I run more ingress controllers replicas (spread across multiple workers) do I do a DNS-round robin based approach here with multiple IPv4 addresses bound to one DNS entry? Or what's the best solution to achieve HA.
DNS round-robin works in that case, but if one of the nodes is down, your clients will get a problem with connecting to that node, so you need to find some way to move/remove IP of that node.
The solutions for HA provided by #jjo is not the worst way to achieve what you want if you can prepare an environment for that. If not, you should choose something else, but the best practice is using a Load Balancer provided by an infrastructure.
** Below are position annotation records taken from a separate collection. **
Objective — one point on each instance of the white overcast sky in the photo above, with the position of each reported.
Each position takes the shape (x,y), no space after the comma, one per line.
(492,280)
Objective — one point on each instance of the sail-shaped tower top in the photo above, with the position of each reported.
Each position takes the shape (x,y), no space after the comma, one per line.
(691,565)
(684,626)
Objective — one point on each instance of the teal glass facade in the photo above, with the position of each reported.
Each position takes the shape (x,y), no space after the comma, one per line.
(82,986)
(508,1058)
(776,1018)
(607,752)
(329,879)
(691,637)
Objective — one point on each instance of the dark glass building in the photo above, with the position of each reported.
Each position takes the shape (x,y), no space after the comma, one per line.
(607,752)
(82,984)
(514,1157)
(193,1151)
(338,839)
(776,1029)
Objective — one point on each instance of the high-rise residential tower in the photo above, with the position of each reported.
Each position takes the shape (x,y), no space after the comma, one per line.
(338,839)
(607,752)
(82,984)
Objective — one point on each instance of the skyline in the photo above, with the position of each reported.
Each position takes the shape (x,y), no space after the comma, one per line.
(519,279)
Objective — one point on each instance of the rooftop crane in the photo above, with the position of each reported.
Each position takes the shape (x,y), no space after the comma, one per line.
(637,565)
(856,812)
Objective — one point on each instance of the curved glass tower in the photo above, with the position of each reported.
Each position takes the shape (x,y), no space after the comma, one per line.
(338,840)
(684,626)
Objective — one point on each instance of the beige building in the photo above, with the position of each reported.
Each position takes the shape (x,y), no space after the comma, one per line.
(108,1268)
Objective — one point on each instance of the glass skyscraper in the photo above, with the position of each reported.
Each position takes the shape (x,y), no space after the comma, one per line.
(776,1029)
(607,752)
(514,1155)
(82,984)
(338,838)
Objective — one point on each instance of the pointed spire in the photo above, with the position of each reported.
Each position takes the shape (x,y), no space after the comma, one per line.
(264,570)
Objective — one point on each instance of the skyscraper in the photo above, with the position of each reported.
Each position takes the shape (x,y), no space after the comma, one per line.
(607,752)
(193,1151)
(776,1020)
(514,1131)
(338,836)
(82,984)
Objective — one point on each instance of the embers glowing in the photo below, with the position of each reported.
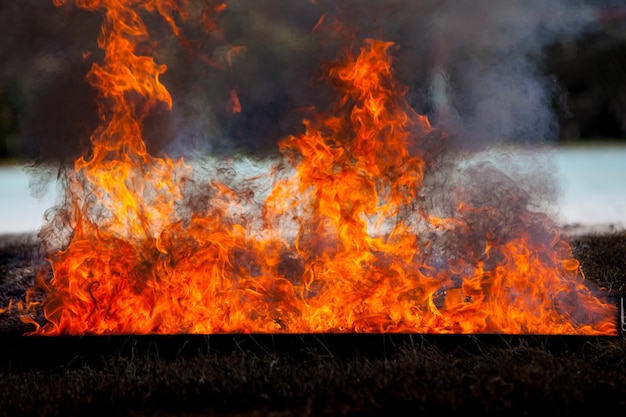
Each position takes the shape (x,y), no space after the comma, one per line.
(341,242)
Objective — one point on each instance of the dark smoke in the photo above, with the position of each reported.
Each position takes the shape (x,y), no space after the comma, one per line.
(473,67)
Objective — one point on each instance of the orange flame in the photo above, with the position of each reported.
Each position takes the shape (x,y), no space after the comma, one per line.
(339,244)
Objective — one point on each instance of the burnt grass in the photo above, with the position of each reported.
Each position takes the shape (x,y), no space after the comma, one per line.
(469,373)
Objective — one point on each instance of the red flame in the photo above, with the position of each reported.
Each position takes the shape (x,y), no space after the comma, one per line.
(341,242)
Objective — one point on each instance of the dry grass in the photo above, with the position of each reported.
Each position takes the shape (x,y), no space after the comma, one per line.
(516,377)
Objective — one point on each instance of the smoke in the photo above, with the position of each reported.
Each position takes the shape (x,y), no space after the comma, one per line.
(475,68)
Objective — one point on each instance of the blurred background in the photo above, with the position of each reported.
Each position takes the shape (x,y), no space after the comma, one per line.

Will it be based on several dedicated servers, or load balancing IPs, or something else - it does not matter.
The behavior you describe is actually a LoadBalancer (a Service with type=LoadBalancer in Kubernetes), which is "naturally" provided when you're running Kubernetes on top of a cloud provider.
From your description, it looks like your cluster is on bare-metal (either true or virtual metal), a possible approach (that has worked for me) will be:
Deploy https://github.com/google/metallb
this is where your external IP will "live" (HA'd), via the speaker-xxx pods deployed as DaemonSet to each worker node
depending on your extn L2/L3 setup, you'll need to choose between L3 (BGP) or L2 (ARP) modes
fyi I've successfully used L2 mode + simple proxyarp at the border router
Deploy nginx-ingress controller, with its Service as type=LoadBalancer
this will make metallb to "land" (actually: L3 or L2 "advertise" ...) the assigned IP to the nodes
fyi I successfully tested it together with kube-router using --advertise-loadbalancer-ip as CNI, the effect will be that e.g. <LB_IP>:80 will be redirected to the ingress-nginx Service NodePort
Point your DNS to ingress-nginx LB IP, i.e. what's shown by:
kubectl get svc --namespace=ingress-nginx ingress-nginx -ojsonpath='{.status.loadBalancer.ingress[].ip}{"\n"}'
fyi you can also quickly test it using fake DNSing with http://A.B.C.D.xip.io/ (A.B.C.D being your public IP addr)
Here is a Kubernetes DNS add-ons Configure external DNS servers (AWS Route53, Google CloudDNS and others) for Kubernetes Ingresses and Services allowing to handle DNS record updates for ingress LoadBalancers. It allows to keep DNS record up to date according to Ingress controller config.